What did @bottleneck_loser actually say?
The creator ran through nine tips for people starting feminizing hormone therapy, mixing real physiological points with humor and some claims that range from oversimplified to flat-out unsupported. The most medically relevant ones: fat redistribution requires weight gain, sexual orientation may shift, genital function is "use it or lose it," feet and hands shrink, emotions intensify, and the whole process is essentially "a second puberty."
To be fair, some of this is grounded in real biology. Others, including the claim that you "will start to want to give birth" and the bit about Magic the Gathering being ancestral trans knowledge, are either anecdotal, humorous, or belong in a completely different category. The problem is that when medical and non-medical claims live in the same list, people don't always know which is which.
Does the science back this up?
The fat redistribution claim is mostly right but meaningfully incomplete. The "use it or lose it" warning about erectile function has solid clinical backing. The emotional intensity point is supported. The feet-shrinking claim is real but modest and inconsistent. The orientation-shift point is documented but overstated.
On fat redistribution: estrogen does direct new fat storage toward the hips, thighs, and breasts, but calling it strictly "new fat in different areas" misses the nuance. Lipid mobilization and redistribution of existing fat does occur, though it is slower and less dramatic than new deposition. Klaver et al. (2018, Journal of Clinical Endocrinology and Metabolism) found both processes happen, but their relative contribution depends on the individual and the duration of therapy.

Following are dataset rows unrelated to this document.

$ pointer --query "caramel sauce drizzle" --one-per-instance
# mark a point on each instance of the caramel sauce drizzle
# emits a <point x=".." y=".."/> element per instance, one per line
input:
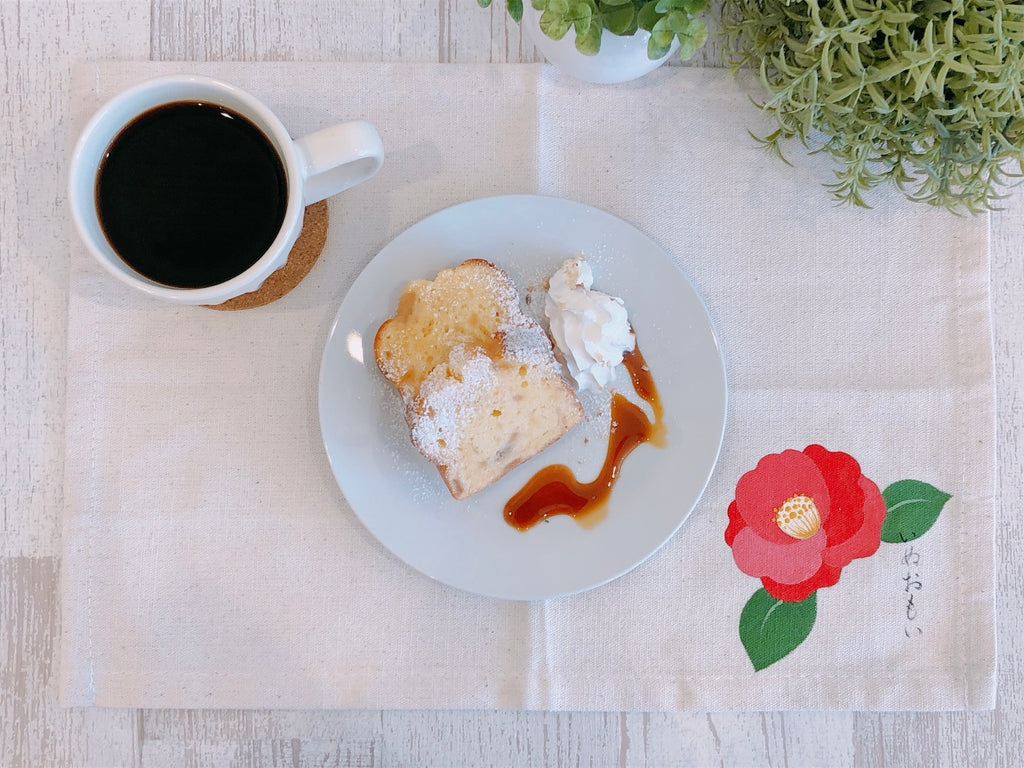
<point x="555" y="489"/>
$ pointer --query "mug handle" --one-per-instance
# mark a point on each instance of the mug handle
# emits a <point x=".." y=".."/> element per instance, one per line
<point x="337" y="158"/>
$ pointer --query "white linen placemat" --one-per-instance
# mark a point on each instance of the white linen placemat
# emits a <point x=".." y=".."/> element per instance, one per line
<point x="210" y="559"/>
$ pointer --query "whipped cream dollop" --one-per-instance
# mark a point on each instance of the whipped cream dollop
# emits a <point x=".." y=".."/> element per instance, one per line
<point x="591" y="329"/>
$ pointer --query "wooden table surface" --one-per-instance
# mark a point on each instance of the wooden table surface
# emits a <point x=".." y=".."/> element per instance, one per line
<point x="40" y="40"/>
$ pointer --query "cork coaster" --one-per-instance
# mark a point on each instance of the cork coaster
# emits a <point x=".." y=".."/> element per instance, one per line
<point x="300" y="260"/>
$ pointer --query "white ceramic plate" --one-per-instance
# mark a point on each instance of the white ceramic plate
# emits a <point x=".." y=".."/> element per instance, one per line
<point x="400" y="498"/>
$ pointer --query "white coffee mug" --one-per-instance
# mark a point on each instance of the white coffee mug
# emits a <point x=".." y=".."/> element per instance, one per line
<point x="315" y="167"/>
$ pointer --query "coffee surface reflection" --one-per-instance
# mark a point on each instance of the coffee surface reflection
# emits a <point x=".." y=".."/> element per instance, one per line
<point x="190" y="195"/>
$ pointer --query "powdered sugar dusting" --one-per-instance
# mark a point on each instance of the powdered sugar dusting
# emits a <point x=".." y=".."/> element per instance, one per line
<point x="444" y="396"/>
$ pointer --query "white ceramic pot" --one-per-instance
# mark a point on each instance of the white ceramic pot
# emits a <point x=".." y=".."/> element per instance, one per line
<point x="620" y="58"/>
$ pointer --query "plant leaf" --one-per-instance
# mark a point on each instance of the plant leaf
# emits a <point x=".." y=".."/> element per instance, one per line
<point x="692" y="39"/>
<point x="911" y="508"/>
<point x="554" y="25"/>
<point x="589" y="43"/>
<point x="619" y="20"/>
<point x="771" y="629"/>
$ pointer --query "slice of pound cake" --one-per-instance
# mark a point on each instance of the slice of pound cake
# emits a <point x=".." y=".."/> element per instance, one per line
<point x="481" y="387"/>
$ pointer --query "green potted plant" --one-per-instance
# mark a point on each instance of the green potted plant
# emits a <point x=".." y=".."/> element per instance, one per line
<point x="928" y="95"/>
<point x="610" y="41"/>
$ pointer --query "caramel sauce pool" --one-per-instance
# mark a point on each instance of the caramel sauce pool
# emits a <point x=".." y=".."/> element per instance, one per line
<point x="555" y="491"/>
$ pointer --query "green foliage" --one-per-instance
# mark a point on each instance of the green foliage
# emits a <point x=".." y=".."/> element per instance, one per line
<point x="667" y="20"/>
<point x="770" y="629"/>
<point x="927" y="94"/>
<point x="911" y="508"/>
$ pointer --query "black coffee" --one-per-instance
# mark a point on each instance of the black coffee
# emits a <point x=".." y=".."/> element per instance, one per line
<point x="190" y="195"/>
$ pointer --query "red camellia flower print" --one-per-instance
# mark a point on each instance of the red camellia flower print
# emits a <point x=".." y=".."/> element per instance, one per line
<point x="800" y="516"/>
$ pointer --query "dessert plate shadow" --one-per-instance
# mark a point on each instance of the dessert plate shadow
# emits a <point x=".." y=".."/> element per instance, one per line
<point x="400" y="498"/>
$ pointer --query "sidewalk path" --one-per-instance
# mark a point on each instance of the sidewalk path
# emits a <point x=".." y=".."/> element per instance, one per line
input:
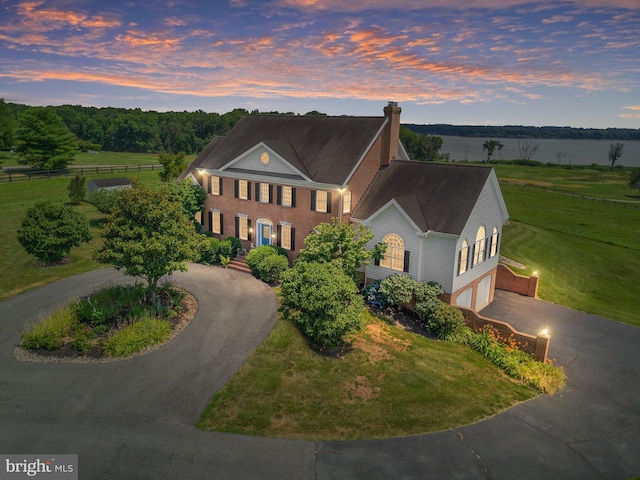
<point x="135" y="419"/>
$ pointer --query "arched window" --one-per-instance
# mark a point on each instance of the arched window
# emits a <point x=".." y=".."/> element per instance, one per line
<point x="494" y="243"/>
<point x="395" y="255"/>
<point x="479" y="247"/>
<point x="464" y="257"/>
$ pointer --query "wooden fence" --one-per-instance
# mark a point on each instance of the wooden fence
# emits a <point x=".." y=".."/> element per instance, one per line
<point x="617" y="203"/>
<point x="26" y="174"/>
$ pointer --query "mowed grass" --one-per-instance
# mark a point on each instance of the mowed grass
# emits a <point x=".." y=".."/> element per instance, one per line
<point x="392" y="383"/>
<point x="587" y="253"/>
<point x="8" y="159"/>
<point x="20" y="271"/>
<point x="587" y="275"/>
<point x="587" y="181"/>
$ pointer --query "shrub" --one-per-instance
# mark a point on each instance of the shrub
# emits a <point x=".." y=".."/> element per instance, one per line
<point x="50" y="231"/>
<point x="236" y="246"/>
<point x="398" y="289"/>
<point x="227" y="249"/>
<point x="372" y="296"/>
<point x="77" y="190"/>
<point x="427" y="302"/>
<point x="446" y="322"/>
<point x="51" y="332"/>
<point x="209" y="255"/>
<point x="322" y="301"/>
<point x="130" y="339"/>
<point x="267" y="263"/>
<point x="104" y="200"/>
<point x="272" y="267"/>
<point x="544" y="377"/>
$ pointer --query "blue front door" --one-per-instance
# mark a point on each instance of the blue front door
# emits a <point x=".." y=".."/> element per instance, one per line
<point x="265" y="232"/>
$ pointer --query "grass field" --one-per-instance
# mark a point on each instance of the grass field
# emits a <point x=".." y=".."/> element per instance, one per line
<point x="392" y="383"/>
<point x="7" y="159"/>
<point x="587" y="181"/>
<point x="587" y="253"/>
<point x="20" y="271"/>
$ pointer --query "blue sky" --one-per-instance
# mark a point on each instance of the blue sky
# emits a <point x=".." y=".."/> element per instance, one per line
<point x="480" y="62"/>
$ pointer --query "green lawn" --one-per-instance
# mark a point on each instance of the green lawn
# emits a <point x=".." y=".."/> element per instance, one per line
<point x="584" y="274"/>
<point x="587" y="181"/>
<point x="103" y="158"/>
<point x="19" y="271"/>
<point x="392" y="383"/>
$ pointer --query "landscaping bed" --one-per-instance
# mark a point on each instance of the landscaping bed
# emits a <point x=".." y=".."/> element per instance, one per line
<point x="116" y="322"/>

On sexual orientation: Auer et al. (2014, Journal of Sexual Medicine) documented shifts in reported sexual attraction in a subset of trans women on estrogen, but "a lot of trans women" is doing a lot of work here. Orientation changes are reported by some, not most. Presenting it as a common side effect conflates sociological and psychological complexity with pharmacology.
On the "use it or lose it" point for genital function: Wierckx et al. (2014, Journal of Sexual Medicine) and clinical guidance from WPATH Standards of Care both support the idea that penile atrophy and loss of erectile function are real risks without maintenance, particularly as testosterone suppression deepens. This one is accurate.
What did they get wrong (or right)?
The biggest factual problem is the claim that "you will start to want to give birth." Estrogen and progesterone do not create a desire for pregnancy. That framing conflates hormonal mood and emotional changes with a specific reproductive drive that has no physiological basis in people without a uterus. It is not a documented clinical effect. It may reflect personal emotional experience, but stating it as a pharmacological outcome is inaccurate.
The feet and hands claim is real but modest. Some trans women report mild edema reduction and soft tissue changes that can alter shoe size slightly, but this is not universal and no robust controlled study confirms consistent foot-size reduction as a discrete estrogen effect. Anecdote does not equal side effect.
What they got right: the "second puberty" framing is actually a useful and reasonably accurate analogy. Rosenthal (2021, Pediatric Clinics of North America) has used similar language clinically. Sleep, nutrition, and exercise do meaningfully affect outcomes during feminizing HRT, particularly for bone density and body composition. That is good, practical advice.
What should you actually know?
If you are considering or currently on feminizing HRT, here is what the evidence actually supports. Fat redistribution is real but gradual, and individual variation is significant. Genital atrophy is a legitimate concern that clinicians address, and you should raise it with your provider, not manage it based on a TikTok tip. Emotional changes in the early weeks are well-documented and worth preparing for.
Sexual orientation is a separate and complex topic. Some people do report shifts, but estrogen does not "cause" attraction changes the way it causes breast development. Treating it as a predictable pharmacological side effect misrepresents both the science and the lived diversity of trans experiences.
The "second puberty" framing is useful for setting expectations: changes are slow, they take years, and general health behaviors matter. But puberty analogies have limits. You are not a teenager, your hormonal milieu is managed rather than endogenous, and your provider should be calibrating your labs, not TikTok comment sections.
Finally, the hygiene products tip and the Magic the Gathering bit are not medical claims. One is a kind community gesture. The other is a joke. Both are fine. But mixing them into a list with actual pharmacological effects is how misinformation spreads, even when no harm is intended.